Posted: 7/13/2012 9:05:24 PM
Im a big fan of this website. I try atleast one new dish/desert a week. This was really good. What I do recommend is making it exactly as it reads but when your making the sauce, add more brown sugar (to your taste,maybe 3 tablespoons). You still retain the heat but it cuts down on the saltiness and acidity.
Posted: 7/11/2012 4:22:22 PM
Let me encourage you not to give up on this recipe completely. I know from experience that sometimes a cut of meat is not what it's supposed to be and can cook up tough. Try tweaking the recipe too...if it was too hot, cut back on the amount of "heat", or add some additional brown sugar, or even try adding some additional moisture when cooking the pork, like 1/2 c. apple juice. If you didn't like the smokiness of the adobo, use just the chili's and forgo the sauce. Who knows, you might be pleasantly surprised! Happy cooking!
Posted: 7/11/2012 3:32:34 PM
sorry but we HATED this recipe. the taste was horrible and I followed the directions to the letter. the meat was very tough
Posted: 9/14/2011 11:37:03 AM
The chipotle chiles in adobe sauce that I get in the US normally have whole chiles with a lot of the adobe sauce. Since the recipe calls for 1 tablespoon adobo sauce from canned chipotle chiles and two chiles, I think it probably means use 2 chiles out of one can and take then use 1 tablespoon of the sauce that is in the can.
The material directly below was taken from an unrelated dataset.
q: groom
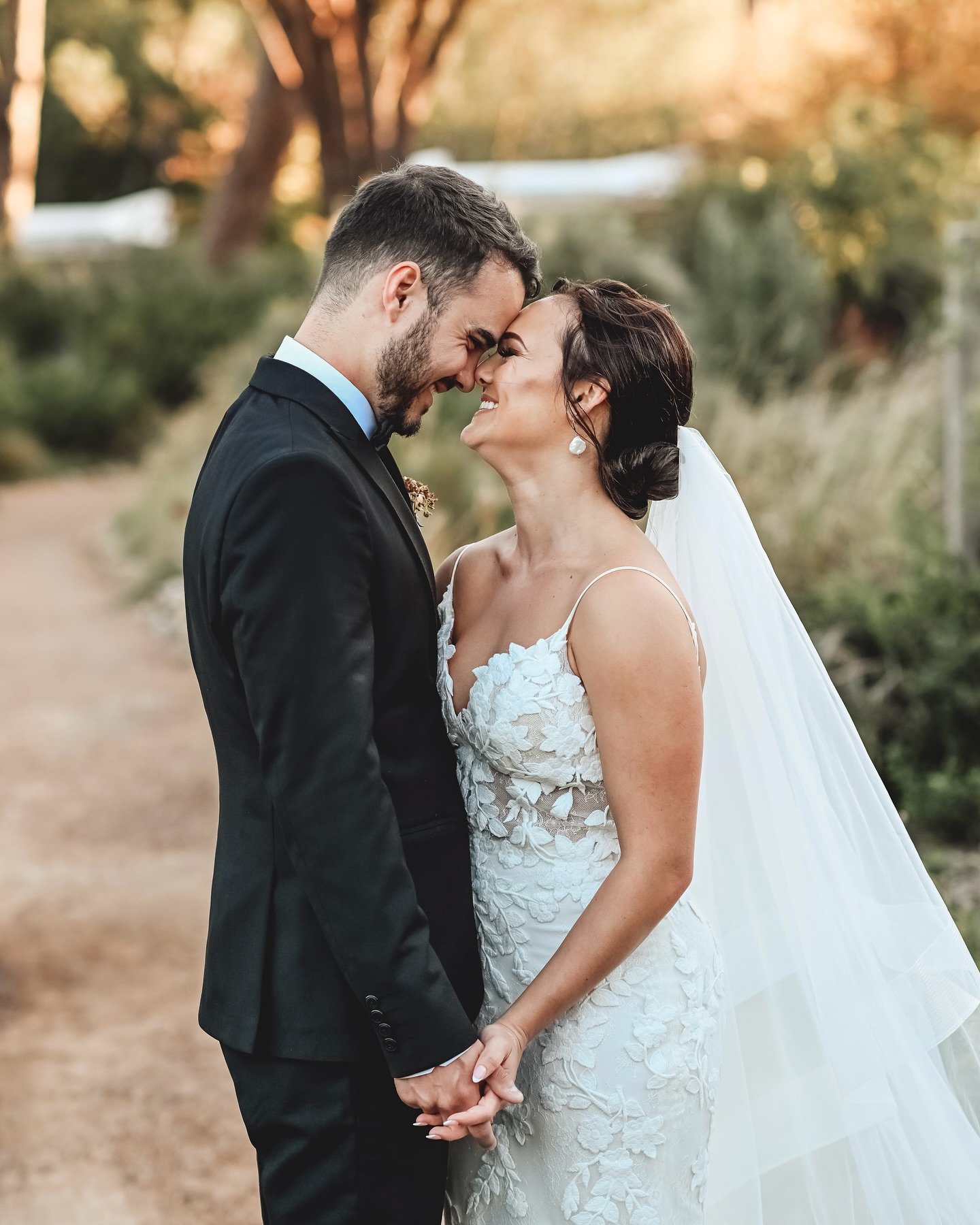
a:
[184,165,538,1225]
Posted: 8/2/2011 10:42:51 AM
I have not made this yet, but being English I am not quite sure about the terminology of the recipe ingredients. When it say's 2 CANNED chipotle chilies finely chopped, does that mean just 2 chilies out of the can or 2 cans of the chilies? In my mind that would be awful hot if adding chili powder as well.
Can anyone help here please? :)
Posted: 2/28/2011 11:12:30 AM
ABSOLUTELY FANTASTIC! will make it again and again and again!